Earlier this week, I saw Iggy Pop and the Stooges perform live at the Warfield to an audience of about 2,000 people. The band was supposed to swing through San Francisco in September, but their tour was postponed when Iggy broke his foot. And as soon as he bounded out onto the stage, shirtless of course, his compact wiry frame and deranged expression giving truth and life to this rock icon who sneered before us, it became all so obvious why a broken foot befell Iggy those few months ago: At 64 years old, the dude is still a fucking insane performer.

That he is a captivating wild man was certainly no surprise to anyone, myself included. But I had never really understood the extent of his persona until seeing him live and in the flesh for the first time. And once given the opportunity to breathe him in, it is immediately apparent that this reigning godfather of punk is not going quietly into the night. In his weathered and wizened state, he has lost none of his edge; few musical performances are as inspiring as watching him unravel on stage.

And let’s not forget the band, of course.
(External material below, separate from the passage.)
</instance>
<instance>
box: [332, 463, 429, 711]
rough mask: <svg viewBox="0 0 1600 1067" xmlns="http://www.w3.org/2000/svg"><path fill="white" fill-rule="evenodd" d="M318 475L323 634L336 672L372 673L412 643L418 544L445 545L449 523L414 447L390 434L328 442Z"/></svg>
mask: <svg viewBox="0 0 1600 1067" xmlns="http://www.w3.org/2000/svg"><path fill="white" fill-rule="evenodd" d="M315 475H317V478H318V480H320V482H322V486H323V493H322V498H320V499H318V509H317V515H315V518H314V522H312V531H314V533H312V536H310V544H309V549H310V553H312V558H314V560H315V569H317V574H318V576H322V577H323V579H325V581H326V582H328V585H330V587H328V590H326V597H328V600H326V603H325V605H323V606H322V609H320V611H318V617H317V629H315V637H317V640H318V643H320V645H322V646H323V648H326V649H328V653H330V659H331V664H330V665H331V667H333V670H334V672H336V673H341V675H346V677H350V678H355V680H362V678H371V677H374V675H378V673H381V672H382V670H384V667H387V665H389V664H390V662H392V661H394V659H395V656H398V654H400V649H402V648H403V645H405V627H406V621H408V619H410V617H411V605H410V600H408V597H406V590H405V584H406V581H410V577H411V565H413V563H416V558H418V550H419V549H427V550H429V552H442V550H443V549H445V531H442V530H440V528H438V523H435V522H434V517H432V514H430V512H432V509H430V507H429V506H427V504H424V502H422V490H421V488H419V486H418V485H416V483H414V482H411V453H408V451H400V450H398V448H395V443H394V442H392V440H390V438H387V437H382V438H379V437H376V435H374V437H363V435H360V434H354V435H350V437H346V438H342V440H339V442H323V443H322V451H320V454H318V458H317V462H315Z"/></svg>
The Stooges are still a formidable outfit. Iggy and drummer Scott Asheton (brother to original guitarist Ron, who sadly departed in 2009) are the only original members still standing, and are today supplemented by another punk icon, Mike Watt, on bass and James Williamson on guitar, who first joined the band in 1970. Tenor saxophonist Steve MacKay, who played on the Stooges’ epic second album Fun House,  feeds an element of jazz into the beast, rounding out the mix. These musicians provide a transformative instrumental narrative for Pop, and together they channel those early days of burgeoning revolution into the band’s Michigan bred music. The Stooges offer a powerful musical platform for Iggy, who then offers himself powerfully to the crowd. (Two lackeys close at hand offered assistance to Iggy when his mic cord looked in danger of strangling him or when he plunged into the pit, which happened often.) And as mesmerizing and quintessential a performer as he is, Iggy is eager to share the spotlight. He urged audience members up on stage with him very early in the show and clearly feeds off the musicians playing behind him; the gratitude for the company he keeps is palpable.

At times, Iggy would lift his head up and offer his mug to the crowd, and it was then that we could see how ecstatic he was to be performing for us, a new generation of fans filled and satiated by his charisma, by his drama. And he didn’t want to quit, seemingly not wanting the encore to end, coming back for more and more, throwing himself into the pit again and again. The physicality of his performance was unbelievable; it’s quite clear how he got that physique. Speaking of physique, Iggy unbuckled his pants late in the show, the entirety of his groin in clear view, and though we collectively waited for his pants to fall down as he continued to strut around the stage, somehow he kept them up just enough and we did not, in fact, get an Iggy Pop full frontal. Magic in its own right.

As triumphant as these gestures were, and as much as the Stooges nailed the performance, I found it hard not to consider Iggy’s age and wonder if we could ever expect to see him in a state of such ecstatic standing again. There was something otherworldly about what he was unleashing, an unfiltered rawness from another time, another age, and to say that he met my expectations, this living legend who changed the landscape of music, would be underestimating the impact of the performance.

Forty years into a career, Iggy Pop and the Stooges are still a consummate band, forever and always beyond the precipice of ordinary rock n’ roll.